We extend the outer approximation algorithms for CDC of to the new class of problems, as this approach should have similar cost per iteration for SRP and CDC. In fact, these algorithms are based on an approximated oracle for checking the global optimality conditions, which is the most computationally demanding part of the approach. As shown in Section 2, the optimality conditions for SRP are a minimal modification of those for CDC. Both entail the solution of an optimization problem with a non-convex objective function and a convex feasible region.The "difficult" part (the objective function) of both is the same, while the "easy" part (the feasible set) is very similar; hence, it is likely that the difference does not substantially impact the practical cost of solving the problems. Furthermore, allowing not to solve them up to proven global optimality can substantially improve the efficiency of the overall cutting-plane method. Yet, this also requires to properly characterize the impact of approximations in the oracle on the quality of the obtained solution. After that is done, one can devise different ways to exploit the information produced by the oracle to construct globally convergent algorithms. This analysis gives rise to three different implementable algorithms for SRP. Our analysis shows that, despite the similarities, SRP have markedly different properties than CDC, which substantially impact on the way in which algorithms can be constructed, thereby shedding some new light on the algorithms for the original problem too.

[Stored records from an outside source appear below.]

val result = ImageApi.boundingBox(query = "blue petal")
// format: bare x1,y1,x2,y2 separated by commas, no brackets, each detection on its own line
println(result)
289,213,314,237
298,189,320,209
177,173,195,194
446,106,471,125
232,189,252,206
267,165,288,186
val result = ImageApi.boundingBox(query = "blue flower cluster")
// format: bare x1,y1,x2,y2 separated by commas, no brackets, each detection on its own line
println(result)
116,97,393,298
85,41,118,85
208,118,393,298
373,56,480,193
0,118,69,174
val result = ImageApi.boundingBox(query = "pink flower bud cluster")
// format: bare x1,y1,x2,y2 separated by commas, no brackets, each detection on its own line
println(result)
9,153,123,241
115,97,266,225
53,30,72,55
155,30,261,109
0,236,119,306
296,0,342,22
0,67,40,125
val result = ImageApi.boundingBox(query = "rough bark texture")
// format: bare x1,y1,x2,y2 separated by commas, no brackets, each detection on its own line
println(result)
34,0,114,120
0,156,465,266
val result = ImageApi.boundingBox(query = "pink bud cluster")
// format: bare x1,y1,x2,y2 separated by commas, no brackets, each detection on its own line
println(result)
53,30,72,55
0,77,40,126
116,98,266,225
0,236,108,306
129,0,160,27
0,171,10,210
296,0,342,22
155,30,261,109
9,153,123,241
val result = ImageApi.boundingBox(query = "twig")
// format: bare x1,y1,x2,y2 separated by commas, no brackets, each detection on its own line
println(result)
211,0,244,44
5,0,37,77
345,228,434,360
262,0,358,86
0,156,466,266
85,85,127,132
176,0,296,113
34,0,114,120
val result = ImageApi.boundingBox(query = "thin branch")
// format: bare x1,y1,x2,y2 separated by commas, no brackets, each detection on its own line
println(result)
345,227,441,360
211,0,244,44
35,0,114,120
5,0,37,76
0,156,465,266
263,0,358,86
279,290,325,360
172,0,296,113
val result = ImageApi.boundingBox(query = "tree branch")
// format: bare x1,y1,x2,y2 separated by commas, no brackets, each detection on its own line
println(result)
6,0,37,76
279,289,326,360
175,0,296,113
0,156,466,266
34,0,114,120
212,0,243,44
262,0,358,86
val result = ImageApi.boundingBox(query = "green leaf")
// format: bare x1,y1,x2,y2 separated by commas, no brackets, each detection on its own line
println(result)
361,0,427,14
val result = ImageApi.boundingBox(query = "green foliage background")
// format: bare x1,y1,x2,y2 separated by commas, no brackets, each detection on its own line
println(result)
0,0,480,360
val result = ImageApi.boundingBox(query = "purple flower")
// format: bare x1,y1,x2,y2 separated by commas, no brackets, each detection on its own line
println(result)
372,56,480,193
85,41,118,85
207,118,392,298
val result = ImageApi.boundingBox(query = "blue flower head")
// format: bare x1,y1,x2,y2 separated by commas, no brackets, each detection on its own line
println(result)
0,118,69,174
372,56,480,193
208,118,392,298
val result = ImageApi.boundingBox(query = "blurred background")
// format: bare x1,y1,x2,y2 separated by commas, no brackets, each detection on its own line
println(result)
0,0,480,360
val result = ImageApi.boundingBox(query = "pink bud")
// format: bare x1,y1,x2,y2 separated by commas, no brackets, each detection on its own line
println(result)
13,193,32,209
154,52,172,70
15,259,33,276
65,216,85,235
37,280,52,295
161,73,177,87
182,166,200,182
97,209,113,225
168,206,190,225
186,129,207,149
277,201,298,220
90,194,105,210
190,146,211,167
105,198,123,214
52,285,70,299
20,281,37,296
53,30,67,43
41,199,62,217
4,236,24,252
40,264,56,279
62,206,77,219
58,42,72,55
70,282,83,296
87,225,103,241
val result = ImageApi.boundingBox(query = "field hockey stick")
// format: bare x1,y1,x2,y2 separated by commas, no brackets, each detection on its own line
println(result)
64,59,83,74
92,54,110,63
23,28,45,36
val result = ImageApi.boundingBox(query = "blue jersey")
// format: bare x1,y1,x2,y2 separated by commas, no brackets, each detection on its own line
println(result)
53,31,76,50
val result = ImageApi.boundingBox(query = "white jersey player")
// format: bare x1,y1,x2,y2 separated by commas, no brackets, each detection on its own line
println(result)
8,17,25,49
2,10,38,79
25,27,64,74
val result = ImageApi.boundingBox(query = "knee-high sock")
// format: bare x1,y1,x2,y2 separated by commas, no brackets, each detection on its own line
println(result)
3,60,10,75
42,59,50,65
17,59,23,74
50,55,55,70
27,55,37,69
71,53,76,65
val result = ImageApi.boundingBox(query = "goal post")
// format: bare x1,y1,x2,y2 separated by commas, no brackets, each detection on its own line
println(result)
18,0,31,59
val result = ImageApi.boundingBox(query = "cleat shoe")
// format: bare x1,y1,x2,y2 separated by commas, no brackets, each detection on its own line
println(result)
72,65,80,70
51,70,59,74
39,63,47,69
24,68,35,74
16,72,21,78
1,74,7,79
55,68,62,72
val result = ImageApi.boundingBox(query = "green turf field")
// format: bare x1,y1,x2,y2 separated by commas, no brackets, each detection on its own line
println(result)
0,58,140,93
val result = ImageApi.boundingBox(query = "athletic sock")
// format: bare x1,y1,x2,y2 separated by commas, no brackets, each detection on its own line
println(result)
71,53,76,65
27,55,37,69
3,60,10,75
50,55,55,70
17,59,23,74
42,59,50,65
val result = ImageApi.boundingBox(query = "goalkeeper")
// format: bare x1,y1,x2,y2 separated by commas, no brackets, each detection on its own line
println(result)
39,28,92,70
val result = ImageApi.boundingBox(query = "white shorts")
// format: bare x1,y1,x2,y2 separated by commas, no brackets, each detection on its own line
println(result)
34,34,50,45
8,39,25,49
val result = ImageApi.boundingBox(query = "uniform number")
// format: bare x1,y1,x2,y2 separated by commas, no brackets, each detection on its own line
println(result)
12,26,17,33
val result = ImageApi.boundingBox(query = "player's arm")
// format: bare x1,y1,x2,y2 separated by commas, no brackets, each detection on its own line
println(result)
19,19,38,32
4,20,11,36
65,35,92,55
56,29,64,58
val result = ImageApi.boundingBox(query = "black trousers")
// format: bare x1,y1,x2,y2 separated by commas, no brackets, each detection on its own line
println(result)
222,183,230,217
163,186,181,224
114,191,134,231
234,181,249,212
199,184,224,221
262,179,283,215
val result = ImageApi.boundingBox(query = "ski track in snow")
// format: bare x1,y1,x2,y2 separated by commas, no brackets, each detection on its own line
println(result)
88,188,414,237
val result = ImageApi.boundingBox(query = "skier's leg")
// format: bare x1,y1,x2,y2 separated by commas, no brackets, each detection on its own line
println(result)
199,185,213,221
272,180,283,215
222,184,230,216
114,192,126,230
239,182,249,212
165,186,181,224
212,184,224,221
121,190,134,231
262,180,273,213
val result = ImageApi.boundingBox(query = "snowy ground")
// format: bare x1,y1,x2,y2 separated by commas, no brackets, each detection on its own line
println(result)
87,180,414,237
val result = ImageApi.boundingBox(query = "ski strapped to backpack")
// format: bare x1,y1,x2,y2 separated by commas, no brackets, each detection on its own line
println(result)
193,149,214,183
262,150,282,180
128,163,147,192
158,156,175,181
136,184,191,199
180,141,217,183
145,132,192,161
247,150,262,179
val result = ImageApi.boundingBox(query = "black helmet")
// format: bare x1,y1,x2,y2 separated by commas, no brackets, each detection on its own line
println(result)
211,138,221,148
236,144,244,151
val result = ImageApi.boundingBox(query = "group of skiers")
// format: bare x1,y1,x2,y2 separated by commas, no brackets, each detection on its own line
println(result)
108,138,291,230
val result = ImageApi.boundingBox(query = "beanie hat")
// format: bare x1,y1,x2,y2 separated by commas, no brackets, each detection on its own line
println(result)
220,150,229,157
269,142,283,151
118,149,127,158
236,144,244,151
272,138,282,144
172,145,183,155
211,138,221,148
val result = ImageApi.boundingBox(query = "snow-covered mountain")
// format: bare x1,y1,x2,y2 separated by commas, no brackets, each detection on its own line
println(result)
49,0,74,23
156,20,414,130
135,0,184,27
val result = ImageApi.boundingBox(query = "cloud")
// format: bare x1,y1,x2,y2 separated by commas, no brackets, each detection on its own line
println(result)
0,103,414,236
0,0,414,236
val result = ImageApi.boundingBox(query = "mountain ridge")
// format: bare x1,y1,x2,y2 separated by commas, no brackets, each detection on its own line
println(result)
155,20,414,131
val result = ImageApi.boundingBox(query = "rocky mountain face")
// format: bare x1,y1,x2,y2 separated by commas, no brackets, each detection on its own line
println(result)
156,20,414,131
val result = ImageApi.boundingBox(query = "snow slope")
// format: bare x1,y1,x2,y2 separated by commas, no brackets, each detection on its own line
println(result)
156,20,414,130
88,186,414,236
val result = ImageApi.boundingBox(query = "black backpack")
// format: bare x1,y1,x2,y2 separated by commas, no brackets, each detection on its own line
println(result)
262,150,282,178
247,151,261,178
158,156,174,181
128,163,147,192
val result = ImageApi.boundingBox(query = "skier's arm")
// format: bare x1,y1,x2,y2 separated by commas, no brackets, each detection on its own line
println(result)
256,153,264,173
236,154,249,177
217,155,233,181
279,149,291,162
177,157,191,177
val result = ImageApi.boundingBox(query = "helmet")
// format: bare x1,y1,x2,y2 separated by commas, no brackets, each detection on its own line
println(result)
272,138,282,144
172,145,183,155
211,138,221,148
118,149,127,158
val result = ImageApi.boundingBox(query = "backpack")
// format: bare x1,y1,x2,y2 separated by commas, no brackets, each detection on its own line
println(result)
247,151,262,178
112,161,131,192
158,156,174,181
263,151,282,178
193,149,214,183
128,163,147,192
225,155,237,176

The paper is organized as follows. In Section 2, we describe and analyze the main properties of SRP and contrast them with those of CDC. Then, in Section 3, we extend the approximate optimality conditions for CDC to the new problem. In Section 4, we develop a hierarchy of conditions that guarantee the convergence of cutting plane algorithms; in Section 5, relying on these conditions, we build three cutting plane algorithms for solving SRP, and we discuss possible strategies to enhance their effectiveness in practice. Finally, Section 6 draws some conclusions.